Warfare, like business, has guidelines and rules and principles though -- and business can be Darwinian with survival of the fittest and most adaptable companies.

It's important in using this metaphor, however, to understand that business warfare is not against customers but about winning hearts and minds and gaining competitive advantage. It's about market share and influence in the mind of the customer.

A researcher named Langdon Morris performed analysis of Fortune 500 and Forbes 100 companies over the past several decades and discovered some interesting trends. Morris found that between 1979 and 1983 that one third of the Fortune 500 went out of business or fell off the list and that the list had a 6 percent annual turnover. The Fortune 100 was almost as bad.

If you extrapolate the data, says Platt, and Project it forward, you find an interesting trend. Authors Richard Foster and Sarah Kaplan have predicted that only a third of today's major corporations will survive as businesses for the next 25 years; most will die or be bought out and absorbed.

"The reality is that we're looking at drastically compressed planning horizons for every company and the need for fast response," he concludes. The root cause of the dropoff is the adaptability issue, just as the best fighters tend to survive a war.

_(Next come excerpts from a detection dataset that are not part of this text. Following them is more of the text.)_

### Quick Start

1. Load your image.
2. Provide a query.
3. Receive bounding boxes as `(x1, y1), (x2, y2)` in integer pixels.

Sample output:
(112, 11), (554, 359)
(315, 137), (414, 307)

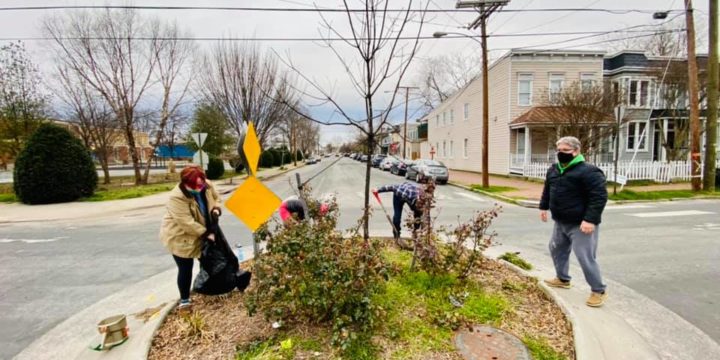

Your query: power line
(0, 5), (685, 15)
(495, 29), (685, 53)
(0, 29), (676, 42)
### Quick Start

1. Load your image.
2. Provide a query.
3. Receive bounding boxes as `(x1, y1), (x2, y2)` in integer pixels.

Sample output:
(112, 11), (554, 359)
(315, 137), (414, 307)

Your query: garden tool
(373, 192), (400, 241)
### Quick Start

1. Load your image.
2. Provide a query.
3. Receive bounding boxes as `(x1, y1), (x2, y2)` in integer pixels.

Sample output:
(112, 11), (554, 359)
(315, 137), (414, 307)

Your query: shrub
(13, 124), (98, 204)
(260, 150), (275, 168)
(205, 157), (225, 180)
(406, 181), (501, 279)
(244, 189), (387, 349)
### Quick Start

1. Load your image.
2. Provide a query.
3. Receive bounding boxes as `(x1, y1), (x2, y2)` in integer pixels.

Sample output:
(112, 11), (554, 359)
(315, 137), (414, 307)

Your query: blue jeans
(173, 255), (194, 300)
(393, 193), (422, 239)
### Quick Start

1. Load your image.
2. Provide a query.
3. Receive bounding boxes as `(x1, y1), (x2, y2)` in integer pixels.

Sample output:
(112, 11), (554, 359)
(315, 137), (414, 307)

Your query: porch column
(523, 126), (532, 165)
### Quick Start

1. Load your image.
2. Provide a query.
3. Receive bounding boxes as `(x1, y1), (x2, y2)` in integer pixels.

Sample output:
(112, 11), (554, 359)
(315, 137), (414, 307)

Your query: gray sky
(0, 0), (708, 143)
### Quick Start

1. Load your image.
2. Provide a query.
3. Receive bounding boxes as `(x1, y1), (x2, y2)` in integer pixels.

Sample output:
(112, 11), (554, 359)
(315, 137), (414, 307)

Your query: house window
(626, 121), (648, 151)
(548, 74), (565, 101)
(580, 73), (596, 91)
(518, 74), (532, 106)
(612, 81), (620, 101)
(629, 80), (650, 107)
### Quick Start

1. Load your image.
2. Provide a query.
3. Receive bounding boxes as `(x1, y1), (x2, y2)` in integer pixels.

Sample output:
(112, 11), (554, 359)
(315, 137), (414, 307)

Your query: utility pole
(398, 86), (417, 159)
(455, 0), (510, 188)
(685, 0), (701, 191)
(703, 0), (720, 191)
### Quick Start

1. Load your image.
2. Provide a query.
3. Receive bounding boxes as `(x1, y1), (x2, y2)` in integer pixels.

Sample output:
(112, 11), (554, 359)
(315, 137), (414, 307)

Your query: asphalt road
(0, 168), (167, 184)
(0, 158), (720, 359)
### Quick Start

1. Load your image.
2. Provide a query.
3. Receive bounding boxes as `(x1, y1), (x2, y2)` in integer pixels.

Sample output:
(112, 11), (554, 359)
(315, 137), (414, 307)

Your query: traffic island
(148, 246), (574, 359)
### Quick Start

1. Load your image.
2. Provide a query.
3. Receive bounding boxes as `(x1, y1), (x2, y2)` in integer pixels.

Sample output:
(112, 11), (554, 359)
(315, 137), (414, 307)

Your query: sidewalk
(11, 165), (304, 360)
(450, 170), (690, 207)
(0, 164), (304, 224)
(15, 235), (720, 360)
(485, 245), (720, 360)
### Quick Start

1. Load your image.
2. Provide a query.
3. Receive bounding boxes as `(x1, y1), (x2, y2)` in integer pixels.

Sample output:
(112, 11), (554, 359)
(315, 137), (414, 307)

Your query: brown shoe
(585, 291), (607, 307)
(543, 278), (572, 289)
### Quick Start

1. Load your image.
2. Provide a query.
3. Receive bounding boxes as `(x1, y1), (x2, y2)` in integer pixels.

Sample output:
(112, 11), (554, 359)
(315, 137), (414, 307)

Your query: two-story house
(426, 50), (604, 174)
(604, 50), (708, 162)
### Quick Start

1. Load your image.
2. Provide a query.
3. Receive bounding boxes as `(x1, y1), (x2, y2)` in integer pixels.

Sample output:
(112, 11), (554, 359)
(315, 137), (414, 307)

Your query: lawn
(0, 171), (248, 203)
(148, 246), (574, 360)
(608, 190), (720, 201)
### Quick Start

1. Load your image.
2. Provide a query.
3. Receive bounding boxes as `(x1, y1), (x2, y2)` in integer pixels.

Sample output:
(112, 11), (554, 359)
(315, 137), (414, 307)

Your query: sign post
(190, 133), (207, 170)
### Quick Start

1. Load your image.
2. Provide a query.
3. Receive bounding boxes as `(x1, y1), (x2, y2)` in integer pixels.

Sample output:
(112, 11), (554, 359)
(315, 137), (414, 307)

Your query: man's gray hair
(555, 136), (580, 150)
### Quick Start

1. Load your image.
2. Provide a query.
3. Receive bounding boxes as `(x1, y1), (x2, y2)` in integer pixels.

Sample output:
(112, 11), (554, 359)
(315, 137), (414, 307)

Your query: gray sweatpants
(550, 222), (605, 292)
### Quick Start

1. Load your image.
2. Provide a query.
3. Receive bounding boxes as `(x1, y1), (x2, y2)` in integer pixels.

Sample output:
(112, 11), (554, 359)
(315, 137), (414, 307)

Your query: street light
(433, 0), (510, 188)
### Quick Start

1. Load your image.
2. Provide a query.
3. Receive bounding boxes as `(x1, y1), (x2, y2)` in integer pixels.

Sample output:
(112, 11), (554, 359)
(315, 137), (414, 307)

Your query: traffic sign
(190, 133), (207, 149)
(193, 150), (209, 170)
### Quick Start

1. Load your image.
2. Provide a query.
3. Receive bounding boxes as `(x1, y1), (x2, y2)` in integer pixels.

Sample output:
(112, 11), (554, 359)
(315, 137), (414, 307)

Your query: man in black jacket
(540, 136), (607, 307)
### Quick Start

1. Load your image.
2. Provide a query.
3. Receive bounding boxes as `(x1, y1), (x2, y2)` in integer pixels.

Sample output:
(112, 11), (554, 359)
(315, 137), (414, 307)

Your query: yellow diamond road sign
(225, 176), (281, 232)
(243, 123), (260, 176)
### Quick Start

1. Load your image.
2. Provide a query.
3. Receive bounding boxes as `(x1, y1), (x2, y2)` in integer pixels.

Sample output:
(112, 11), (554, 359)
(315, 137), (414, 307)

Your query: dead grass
(148, 250), (575, 360)
(476, 260), (575, 359)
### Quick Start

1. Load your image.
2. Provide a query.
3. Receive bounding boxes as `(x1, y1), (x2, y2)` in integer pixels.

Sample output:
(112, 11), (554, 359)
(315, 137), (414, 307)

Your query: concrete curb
(13, 247), (253, 360)
(495, 258), (588, 360)
(448, 181), (540, 208)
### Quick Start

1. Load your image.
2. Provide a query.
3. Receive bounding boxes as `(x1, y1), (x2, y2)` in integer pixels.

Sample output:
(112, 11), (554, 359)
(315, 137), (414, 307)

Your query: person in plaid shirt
(372, 182), (422, 240)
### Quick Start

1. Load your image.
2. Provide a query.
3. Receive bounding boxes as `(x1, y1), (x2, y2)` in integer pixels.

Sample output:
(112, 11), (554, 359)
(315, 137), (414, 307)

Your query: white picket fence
(523, 160), (720, 183)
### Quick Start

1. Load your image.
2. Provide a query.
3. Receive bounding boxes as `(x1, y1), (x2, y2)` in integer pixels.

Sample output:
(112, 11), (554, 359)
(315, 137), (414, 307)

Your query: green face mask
(186, 184), (205, 195)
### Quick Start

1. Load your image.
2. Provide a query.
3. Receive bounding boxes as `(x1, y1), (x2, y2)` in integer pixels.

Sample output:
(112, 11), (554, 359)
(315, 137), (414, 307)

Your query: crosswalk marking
(605, 205), (654, 210)
(628, 210), (715, 218)
(455, 191), (487, 202)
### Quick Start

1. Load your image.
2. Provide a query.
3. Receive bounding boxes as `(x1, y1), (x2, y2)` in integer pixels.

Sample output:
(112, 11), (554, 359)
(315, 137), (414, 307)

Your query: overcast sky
(0, 0), (708, 143)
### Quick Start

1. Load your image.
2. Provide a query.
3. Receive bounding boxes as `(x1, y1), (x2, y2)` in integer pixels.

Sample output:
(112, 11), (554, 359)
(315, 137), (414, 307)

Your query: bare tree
(272, 0), (427, 240)
(200, 40), (294, 146)
(417, 54), (481, 111)
(44, 9), (157, 184)
(278, 105), (312, 166)
(0, 42), (47, 168)
(142, 19), (195, 183)
(541, 82), (621, 157)
(55, 66), (122, 184)
(295, 118), (320, 158)
(650, 61), (708, 160)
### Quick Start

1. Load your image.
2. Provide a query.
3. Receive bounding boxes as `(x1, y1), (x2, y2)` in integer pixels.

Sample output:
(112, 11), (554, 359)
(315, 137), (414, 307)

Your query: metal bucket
(98, 315), (129, 350)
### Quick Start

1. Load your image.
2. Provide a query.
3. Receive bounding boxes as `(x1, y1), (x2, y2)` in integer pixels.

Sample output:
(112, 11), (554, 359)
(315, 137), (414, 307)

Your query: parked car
(405, 159), (450, 184)
(390, 160), (415, 176)
(378, 156), (400, 171)
(370, 154), (387, 167)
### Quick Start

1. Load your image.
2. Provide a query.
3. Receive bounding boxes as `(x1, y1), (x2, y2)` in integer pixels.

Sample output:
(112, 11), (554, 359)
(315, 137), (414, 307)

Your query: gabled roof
(509, 106), (615, 128)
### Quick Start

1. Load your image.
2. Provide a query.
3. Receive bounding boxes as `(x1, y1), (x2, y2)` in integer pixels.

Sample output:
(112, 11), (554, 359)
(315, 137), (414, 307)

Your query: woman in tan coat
(160, 165), (221, 308)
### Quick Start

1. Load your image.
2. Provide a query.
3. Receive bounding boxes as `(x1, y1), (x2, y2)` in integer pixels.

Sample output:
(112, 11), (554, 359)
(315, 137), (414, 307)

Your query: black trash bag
(193, 225), (252, 295)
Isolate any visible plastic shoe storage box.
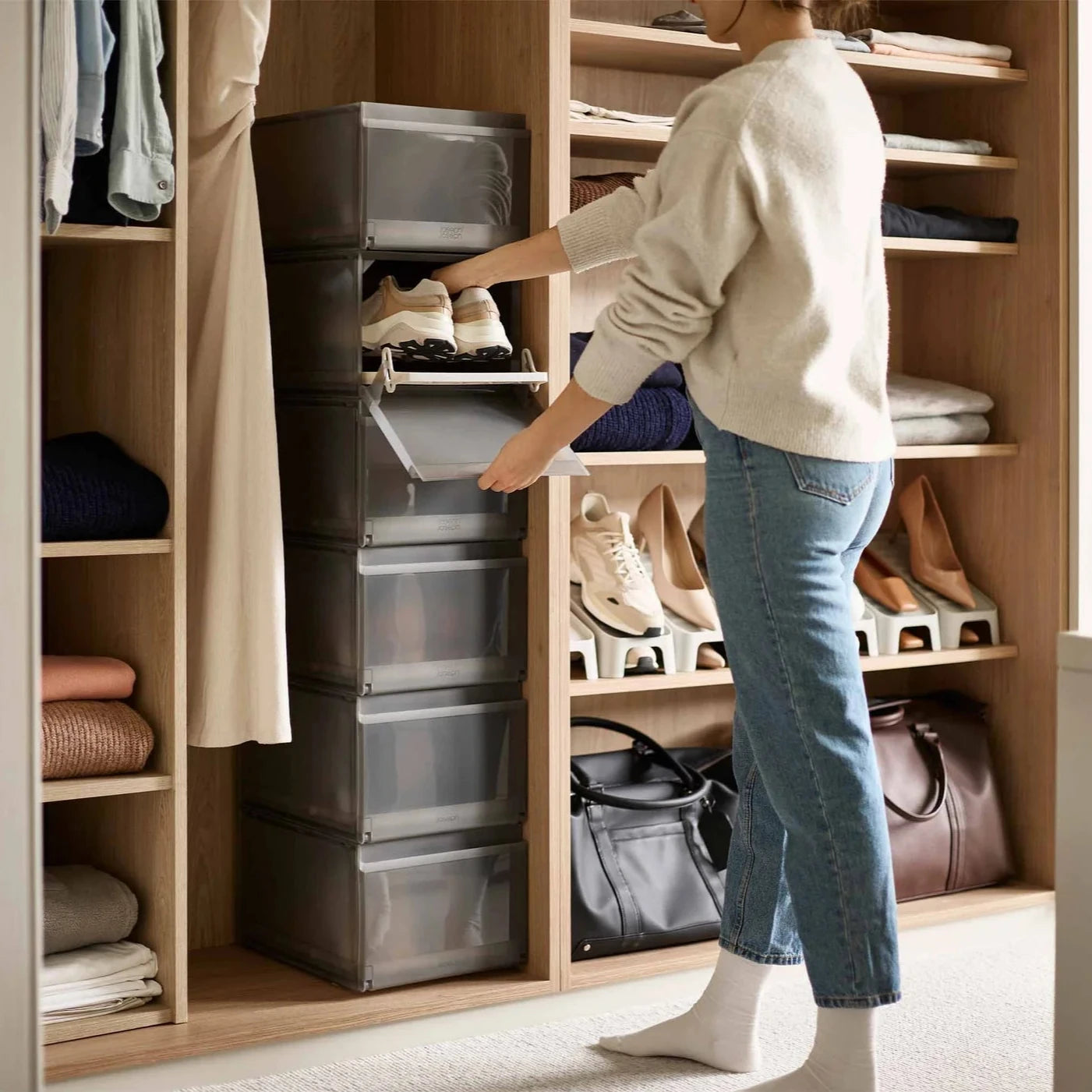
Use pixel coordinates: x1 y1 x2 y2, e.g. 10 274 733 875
284 542 528 694
251 103 531 251
238 811 528 991
276 392 528 546
242 684 528 842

So what does this all have to do with the Art of War? Sun Tzu said that the highest form of competing is to win without fighting. In business, that means winning customers' hearts and minds and to compete where competitors are not. One tool for accomplishing the latter is called the Blue Ocean Strategy of seeking calm waters, which contrasts with the Red Ocean strategy of sailing into bloody water.

Another tool, to resort to a military analogy, which be the OODA Loop, which was developed by an Air Force colonel. OODA stands for Observe, Orient, Decide, and Act.